115

On Linux, how could I generate a diff between two XML files?

Ideally, I would like to be able configure it to some things strict, or loosen some things, like whitespace, or attribute order.

I'll often care that the files are functionally the same, but diff by itself, would be annoying to use, especially if the XML file doesn't have a lot of linebreaks.

For example, the following should really be okay to me:

<tag att1="one" att2="two">
  content
</tag>

<tag att2="two" att1="one">
  content
</tag>
slhck
  • 235,242
qedi
  • 1,681

10 Answers10

132

One approach would be to first turn both XML files into Canonical XML, and compare the results using diff. For example, xmllint can be used to canonicalize XML.

$ xmllint --c14n one.xml > 1.xml
$ xmllint --c14n two.xml > 2.xml
$ diff 1.xml 2.xml

Or as a one-liner.

$ diff <(xmllint --c14n one.xml) <(xmllint --c14n two.xml)
36

Jukka's answer did not work for me, but it did point to Canonical XML. Neither --c14n nor --c14n11 sorted the attributes, but i did find the --exc-c14n switch did sort the attributes. --exc-c14n is not listed in the man page, but described on the command line as "W3C exclusive canonical format".

$ xmllint --exc-c14n one.xml > 1.xml
$ xmllint --exc-c14n two.xml > 2.xml
$ diff 1.xml 2.xml

$ xmllint | grep c14
    --c14n : save in W3C canonical format v1.0 (with comments)
    --c14n11 : save in W3C canonical format v1.1 (with comments)
    --exc-c14n : save in W3C exclusive canonical format (with comments)

$ rpm -qf /usr/bin/xmllint
libxml2-2.7.6-14.el6.x86_64
libxml2-2.7.6-14.el6.i686

$ cat /etc/system-release
CentOS release 6.5 (Final)

Warning --exc-c14n strips out the xml header whereas the --c14n prepends the xml header if not there.

rjt
  • 1,056
23

Tried to use @Jukka Matilainen's answer but had problems with white-space (one of the files was a huge one-liner). Using --format helps to skip white-space differences.

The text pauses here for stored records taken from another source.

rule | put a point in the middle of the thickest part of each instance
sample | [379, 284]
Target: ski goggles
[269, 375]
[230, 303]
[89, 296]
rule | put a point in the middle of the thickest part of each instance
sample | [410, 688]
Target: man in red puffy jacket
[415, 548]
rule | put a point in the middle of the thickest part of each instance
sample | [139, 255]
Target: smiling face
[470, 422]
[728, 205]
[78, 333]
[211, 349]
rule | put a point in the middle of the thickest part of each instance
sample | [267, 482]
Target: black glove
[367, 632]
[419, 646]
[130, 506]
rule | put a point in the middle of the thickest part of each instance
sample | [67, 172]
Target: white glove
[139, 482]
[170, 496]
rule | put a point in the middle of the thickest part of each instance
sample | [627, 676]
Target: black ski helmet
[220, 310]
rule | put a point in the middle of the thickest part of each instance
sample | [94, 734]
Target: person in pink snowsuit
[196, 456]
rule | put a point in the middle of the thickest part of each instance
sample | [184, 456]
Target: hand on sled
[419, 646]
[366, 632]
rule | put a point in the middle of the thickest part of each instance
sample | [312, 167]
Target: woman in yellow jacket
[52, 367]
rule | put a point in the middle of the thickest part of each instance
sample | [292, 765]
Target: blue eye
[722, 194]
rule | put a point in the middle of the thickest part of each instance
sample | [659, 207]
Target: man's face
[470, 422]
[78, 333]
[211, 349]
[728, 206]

xmllint --format one.xml > 1.xml  
xmllint --format two.xml > 2.xml  
diff 1.xml 2.xml  

Note: Use vimdiff command for side-by-side comparison of the xmls.

GuruM
  • 331
  • 2
  • 6
8

If you wish to also ignore the order of child elements, I wrote a simple python tool for this called xmldiffs:

Compare two XML files, ignoring element and attribute order.

Usage: xmldiffs [OPTION] FILE1 FILE2

Any extra options are passed to the diff command.

Get it at https://github.com/joh/xmldiffs

joh
  • 1,715
7

Diffxml gets the basic functionality correct, though it doesn't seem to offer many options for configuration.

Edit: Project Diffxml has been migrated to GitHub since 2013.

dsolimano
  • 2,906
1

My Python script xdiff.py for comparing XML files ignores differences in whitespace or attribute order (in contrast to element order).

In order to compare two files 1.xml and 2.xml, you would run the script as follows:

xdiff.py 1.xml 2.xml

In the OP's example, it would output nothing and return exit status 0 (for no structural or textual differences).

In cases where 1.xml and 2.xml differ structurally, it mimics the unified output of GNU diff and returns exit status 1. There are various options for controlling the output, such as -a for outputting all context, -n for outputting no context, and -q for suppressing output altogether (while still returning the exit status).

1

If anyone stumbles upon this and is a developer and knows programming languages, then you can also check XML difference using XMLUnit in C# or JAVA.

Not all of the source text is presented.